In areas where no public or private nurseries were available, Hamas’ establishment of nurseries allowed women to be able to leave home and go to work, something that was not possible for them previously.

Jamila Shanti, elected to the Palestinian Parliament on the Hamas ticket, is a university professor at the Islamic University.  She stated that the first priority of femal legislators will be to challenge gender discrimination: "We are going to show that women are not secondary, they are equal to men. Discrimination is not from Islam, it is from tradition. It may not be easy. Men may not agree."

Islah Jad, a lecturer in women’s studies at Birzeit University, says the party is at odds with itself over women’s rights. "In 1999, they admitted for the first time that women are oppressed and they have a cause. The second step is to attempt to formulate a kind of vision but it’s very unstable. When family law was discussed they approved some reforms: that the age of marriage was 18 and that a woman can put any condition she wants in the marriage contract," she said.
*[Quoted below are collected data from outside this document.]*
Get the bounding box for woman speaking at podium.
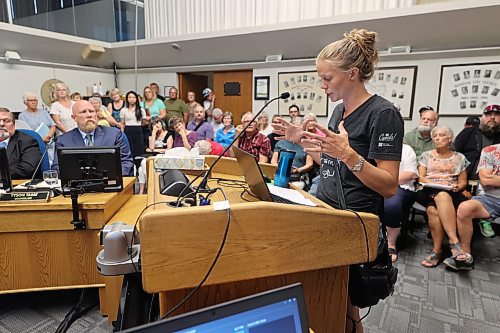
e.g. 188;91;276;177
274;29;404;332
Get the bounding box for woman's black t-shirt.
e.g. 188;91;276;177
316;95;404;216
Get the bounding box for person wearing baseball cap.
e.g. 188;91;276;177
454;104;500;180
202;88;216;122
403;105;439;160
464;116;480;128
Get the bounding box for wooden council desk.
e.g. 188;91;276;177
0;177;135;294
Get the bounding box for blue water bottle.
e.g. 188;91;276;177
274;149;296;188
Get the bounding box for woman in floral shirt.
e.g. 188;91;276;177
416;125;469;267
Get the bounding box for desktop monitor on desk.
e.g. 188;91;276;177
57;146;123;193
0;147;12;192
122;283;310;333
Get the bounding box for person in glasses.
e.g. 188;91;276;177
0;107;41;179
403;106;438;160
230;112;271;163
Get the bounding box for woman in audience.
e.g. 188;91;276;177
193;139;226;156
416;125;469;267
146;116;171;153
50;82;76;134
120;91;149;158
70;92;82;101
383;143;419;262
214;111;235;148
89;96;118;127
257;112;273;136
107;88;125;123
270;138;314;189
166;116;198;150
141;86;166;120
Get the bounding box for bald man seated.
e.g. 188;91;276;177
52;100;133;176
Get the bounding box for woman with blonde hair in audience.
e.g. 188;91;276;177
107;88;125;123
50;82;76;134
141;86;166;120
70;92;82;101
166;116;198;150
416;125;469;268
214;111;235;148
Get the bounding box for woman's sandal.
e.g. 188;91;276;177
421;251;442;267
388;247;398;263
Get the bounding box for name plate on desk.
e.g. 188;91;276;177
0;191;50;203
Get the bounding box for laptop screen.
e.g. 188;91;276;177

The Hamas charter states, regarding women:
"Woman in the home of the fighting family, whether she is a mother or a sister, plays the most important role in looking after the family, rearing the children and embuing them with moral values and thoughts derived from Islam. She has to teach them to perform the religious duties in preparation for the role of fighting awaiting them. That is why it is necessary to pay great attention to schools and the curriculum followed in educating Moslem girls, so that they would grow up to be good mothers, aware of their role in the battle for liberation."